I frowned at him, confused by his vague response. My hands were shaking so I crossed my arms over my chest.
“Hey . . . maybe you should go home?” He placed a hesitant hand on my back.
“No. I’m fine, really. Just a little on edge.”
His concerned brown eyes moved over me in plain surveillance, and I tried to give him my best impression of a brave face.
“Okay. Fine. I’ll be here the whole time. Hell, I’ll even follow you into the bathroom.” His words were tinged with a faint Bostonian accent. “But if you need to go home—”
“No. It’s okay.” I balled my still-shaking hands into fists. “I’ll be okay.”
Dan grimaced, cursed under his breath. “I’m just glad we re-briefed the hospital security team earlier this week. They’ve decided to resend the email out to all staff with her picture, so hopefully someone will see her and call it in.”

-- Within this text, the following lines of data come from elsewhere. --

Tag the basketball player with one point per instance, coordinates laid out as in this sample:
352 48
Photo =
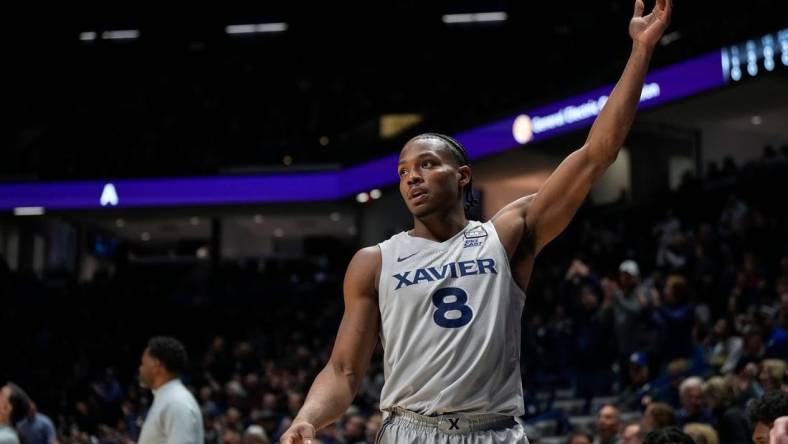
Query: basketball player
447 296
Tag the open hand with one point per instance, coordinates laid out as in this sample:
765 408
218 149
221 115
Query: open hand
648 29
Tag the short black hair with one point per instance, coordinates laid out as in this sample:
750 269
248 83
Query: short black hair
768 407
461 156
170 352
668 435
20 403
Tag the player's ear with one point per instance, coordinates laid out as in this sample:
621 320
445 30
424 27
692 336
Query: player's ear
464 174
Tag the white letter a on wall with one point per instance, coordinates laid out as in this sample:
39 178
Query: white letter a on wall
109 196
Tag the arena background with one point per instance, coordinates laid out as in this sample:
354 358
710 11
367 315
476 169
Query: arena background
207 173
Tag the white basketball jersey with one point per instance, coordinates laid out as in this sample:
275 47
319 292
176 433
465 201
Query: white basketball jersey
450 326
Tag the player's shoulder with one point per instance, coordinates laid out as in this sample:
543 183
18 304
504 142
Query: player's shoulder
517 207
367 259
364 270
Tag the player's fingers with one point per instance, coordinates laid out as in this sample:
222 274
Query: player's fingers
639 6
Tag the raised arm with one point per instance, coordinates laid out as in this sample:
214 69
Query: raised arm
543 216
336 385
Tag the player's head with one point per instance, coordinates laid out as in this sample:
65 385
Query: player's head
435 175
14 404
163 359
764 411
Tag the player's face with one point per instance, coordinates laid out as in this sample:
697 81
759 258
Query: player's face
761 433
429 178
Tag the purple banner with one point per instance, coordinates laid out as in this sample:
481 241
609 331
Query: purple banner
663 85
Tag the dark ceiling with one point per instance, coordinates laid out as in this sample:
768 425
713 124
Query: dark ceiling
187 99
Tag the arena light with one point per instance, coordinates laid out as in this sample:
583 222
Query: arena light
87 36
252 28
479 17
28 211
123 34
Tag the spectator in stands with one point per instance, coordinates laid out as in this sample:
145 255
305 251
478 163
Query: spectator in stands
632 434
14 406
745 380
658 415
729 417
670 435
772 374
666 388
255 434
692 410
764 411
630 310
638 390
754 348
174 415
594 339
701 433
727 348
608 425
37 428
675 318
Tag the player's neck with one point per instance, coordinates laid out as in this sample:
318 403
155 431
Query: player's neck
439 227
162 380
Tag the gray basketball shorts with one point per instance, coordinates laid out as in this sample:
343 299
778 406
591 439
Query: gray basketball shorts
405 427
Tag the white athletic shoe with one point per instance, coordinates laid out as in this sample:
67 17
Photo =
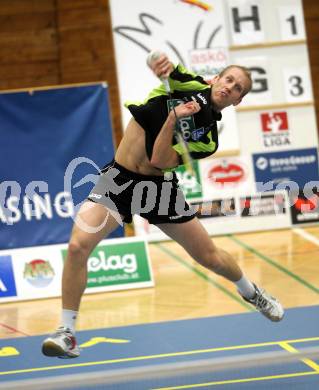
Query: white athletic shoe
61 344
269 306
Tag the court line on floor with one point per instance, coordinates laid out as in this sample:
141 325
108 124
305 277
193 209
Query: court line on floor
307 236
268 260
204 276
160 356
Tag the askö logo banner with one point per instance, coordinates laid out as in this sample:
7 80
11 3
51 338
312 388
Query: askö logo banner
7 281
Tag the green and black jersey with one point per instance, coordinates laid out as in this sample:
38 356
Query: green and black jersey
199 130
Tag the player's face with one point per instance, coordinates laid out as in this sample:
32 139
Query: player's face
228 88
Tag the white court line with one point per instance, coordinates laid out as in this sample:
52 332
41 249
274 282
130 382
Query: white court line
306 236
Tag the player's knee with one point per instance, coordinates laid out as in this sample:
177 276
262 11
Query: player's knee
212 260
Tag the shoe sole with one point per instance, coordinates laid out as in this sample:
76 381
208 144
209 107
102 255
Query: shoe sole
49 348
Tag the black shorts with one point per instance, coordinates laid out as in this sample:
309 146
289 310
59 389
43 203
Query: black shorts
155 198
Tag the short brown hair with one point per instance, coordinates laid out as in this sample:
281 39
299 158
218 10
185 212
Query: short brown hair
246 72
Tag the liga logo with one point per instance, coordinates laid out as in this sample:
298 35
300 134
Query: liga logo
227 173
39 273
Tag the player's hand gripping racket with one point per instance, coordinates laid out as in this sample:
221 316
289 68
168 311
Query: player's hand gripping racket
186 157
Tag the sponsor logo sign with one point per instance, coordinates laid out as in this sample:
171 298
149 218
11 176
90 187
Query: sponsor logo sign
305 209
272 204
39 273
118 264
190 185
7 282
215 208
277 170
226 173
275 130
208 62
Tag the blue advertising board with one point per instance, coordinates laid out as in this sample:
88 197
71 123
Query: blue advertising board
53 143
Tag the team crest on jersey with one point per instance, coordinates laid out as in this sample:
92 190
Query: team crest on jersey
198 133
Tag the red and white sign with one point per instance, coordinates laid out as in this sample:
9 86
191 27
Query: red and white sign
226 177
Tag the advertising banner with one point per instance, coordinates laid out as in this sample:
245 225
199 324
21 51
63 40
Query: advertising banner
201 45
293 169
34 273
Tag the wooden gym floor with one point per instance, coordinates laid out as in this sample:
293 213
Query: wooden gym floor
284 262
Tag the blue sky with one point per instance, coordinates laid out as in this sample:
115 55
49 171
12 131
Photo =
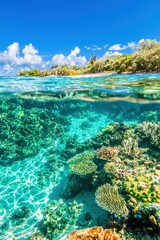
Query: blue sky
39 33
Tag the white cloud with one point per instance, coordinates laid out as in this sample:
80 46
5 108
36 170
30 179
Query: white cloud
132 45
110 53
12 55
93 47
12 59
105 46
117 47
72 59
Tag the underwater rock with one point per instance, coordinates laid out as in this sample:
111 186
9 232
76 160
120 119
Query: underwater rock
143 187
82 164
149 132
108 198
149 215
95 233
107 153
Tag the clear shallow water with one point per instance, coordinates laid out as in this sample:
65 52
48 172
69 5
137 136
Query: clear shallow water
47 122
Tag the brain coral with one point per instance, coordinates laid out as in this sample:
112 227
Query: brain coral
82 163
108 198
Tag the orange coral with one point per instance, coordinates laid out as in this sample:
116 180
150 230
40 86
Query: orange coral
107 153
94 233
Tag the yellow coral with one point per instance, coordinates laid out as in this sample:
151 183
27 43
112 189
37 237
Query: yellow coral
94 233
108 198
107 153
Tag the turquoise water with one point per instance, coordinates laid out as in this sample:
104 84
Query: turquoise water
63 138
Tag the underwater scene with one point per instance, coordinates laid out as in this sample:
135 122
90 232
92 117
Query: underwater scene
80 157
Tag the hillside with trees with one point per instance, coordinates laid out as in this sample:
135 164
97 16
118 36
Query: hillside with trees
145 58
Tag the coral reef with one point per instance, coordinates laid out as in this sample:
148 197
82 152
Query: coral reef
95 233
82 164
108 198
143 187
111 168
107 153
148 131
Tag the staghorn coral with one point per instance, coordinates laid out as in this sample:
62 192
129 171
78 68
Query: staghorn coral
111 168
144 187
107 153
108 198
129 148
150 132
94 233
82 163
150 214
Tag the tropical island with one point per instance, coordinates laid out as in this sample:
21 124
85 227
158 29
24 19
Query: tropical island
145 58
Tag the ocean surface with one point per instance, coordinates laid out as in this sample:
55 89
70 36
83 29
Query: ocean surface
79 152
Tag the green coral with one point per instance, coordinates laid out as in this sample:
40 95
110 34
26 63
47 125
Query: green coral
143 187
108 198
149 132
82 163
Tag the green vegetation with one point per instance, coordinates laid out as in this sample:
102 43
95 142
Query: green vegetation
145 58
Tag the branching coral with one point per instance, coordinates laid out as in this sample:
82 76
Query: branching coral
149 131
94 233
107 153
129 148
82 163
108 198
111 168
143 187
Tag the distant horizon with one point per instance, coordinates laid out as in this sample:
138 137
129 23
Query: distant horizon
42 34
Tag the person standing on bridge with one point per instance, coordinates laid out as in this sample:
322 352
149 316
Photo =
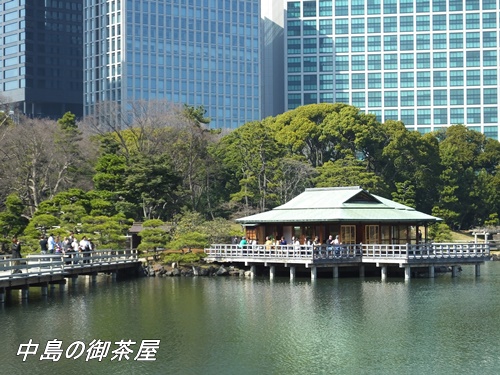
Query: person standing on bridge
51 244
16 254
43 244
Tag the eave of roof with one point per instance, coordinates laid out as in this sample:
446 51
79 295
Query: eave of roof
339 204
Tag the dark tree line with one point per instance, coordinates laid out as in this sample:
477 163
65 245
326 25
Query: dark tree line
163 160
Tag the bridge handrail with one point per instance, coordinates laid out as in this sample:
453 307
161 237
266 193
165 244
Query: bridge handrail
377 251
38 264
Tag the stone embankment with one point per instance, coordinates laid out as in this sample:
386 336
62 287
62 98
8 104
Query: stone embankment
174 269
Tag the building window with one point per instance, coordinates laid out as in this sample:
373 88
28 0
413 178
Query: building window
358 99
391 99
408 117
490 77
456 59
358 44
373 26
406 24
341 8
371 234
374 99
341 81
489 58
358 81
490 96
358 62
472 58
423 41
390 24
456 78
439 41
423 23
423 116
473 115
424 79
473 96
374 81
358 26
423 98
456 40
489 39
472 21
341 26
374 44
406 43
491 115
456 21
390 62
440 116
390 43
457 97
293 9
440 78
374 62
440 97
439 5
390 80
309 8
407 98
325 27
423 60
348 234
390 6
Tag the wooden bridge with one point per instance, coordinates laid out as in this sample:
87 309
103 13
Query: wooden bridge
43 270
382 256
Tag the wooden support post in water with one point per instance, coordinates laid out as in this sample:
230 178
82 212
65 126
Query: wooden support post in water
431 272
407 272
314 273
25 292
383 272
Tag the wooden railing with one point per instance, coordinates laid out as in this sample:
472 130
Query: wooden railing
51 264
405 252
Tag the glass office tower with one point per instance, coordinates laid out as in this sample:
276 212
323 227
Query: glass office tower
41 56
428 63
195 52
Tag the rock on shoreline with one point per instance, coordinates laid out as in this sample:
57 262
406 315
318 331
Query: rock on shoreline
174 269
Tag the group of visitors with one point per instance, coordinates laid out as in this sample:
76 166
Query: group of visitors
54 245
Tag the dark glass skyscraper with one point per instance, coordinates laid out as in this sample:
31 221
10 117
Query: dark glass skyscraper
41 56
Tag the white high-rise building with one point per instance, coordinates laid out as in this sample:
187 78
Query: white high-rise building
428 63
194 52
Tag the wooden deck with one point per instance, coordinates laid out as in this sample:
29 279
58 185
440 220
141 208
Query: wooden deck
379 255
41 270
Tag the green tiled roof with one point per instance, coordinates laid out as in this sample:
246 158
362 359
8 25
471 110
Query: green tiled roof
351 204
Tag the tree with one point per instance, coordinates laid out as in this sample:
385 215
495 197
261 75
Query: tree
38 160
349 172
153 235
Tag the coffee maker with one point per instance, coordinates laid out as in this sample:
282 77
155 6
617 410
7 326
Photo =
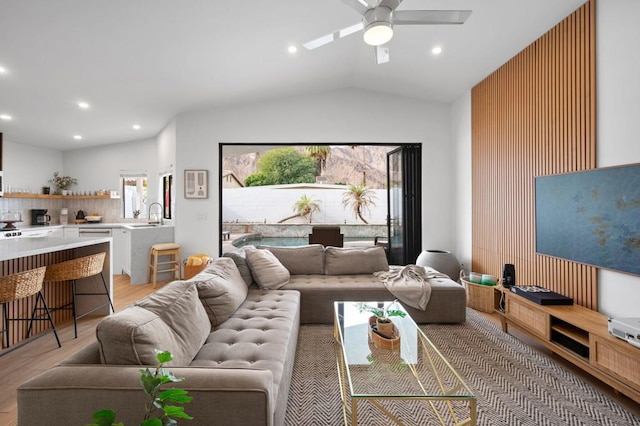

“Yeah,” I said. “Hopefully.”
~*~
I was okay. Well, I was mostly okay.
Admittedly, I was jumpy at first. But as patient after patient filtered through the ER and my attention was yanked from my own concerns to those of helping families deal with sick children or spouses work through a difficult diagnosis, my nerves evened out. Mostly, I felt exhausted.
Detective Long arrived just after noon. I felt foolish, telling the story a second time. She brushed for prints around my locker, questioned me, collected my statement for the restraining order, and took the eerily perfect lab coat and disturbingly shredded knitting bag with her when she left.
By the time both Nico and Rose brought Angelica to her afternoon appointment, I did my best to suppress the up-down of my emotions. I didn’t hug Nico, but I did hold his hand a bit too tight when he extended it to shake mine; I did stare into his eyes a bit too long.
He frowned, his brow creased with concern, I could read worry in his eyes. We weren’t alone, surrounded as we were by our security guards, the clinical research unit staff, and his family. I tried to give him a heartening smile. This only served to increase the hardness of his features.
After I hooked Angelica up to the infusion line and stepped back to find her a blanket he caught me, pulled me slightly to the side in the small space. “Hey. What’s wrong? Are you okay?”
I nodded, swallowed, fiddled with the stethoscope around my neck. “Yes. I’m fine.” Except my voice was shrill, strained even to my own ears. I winced then tried again. “Really.”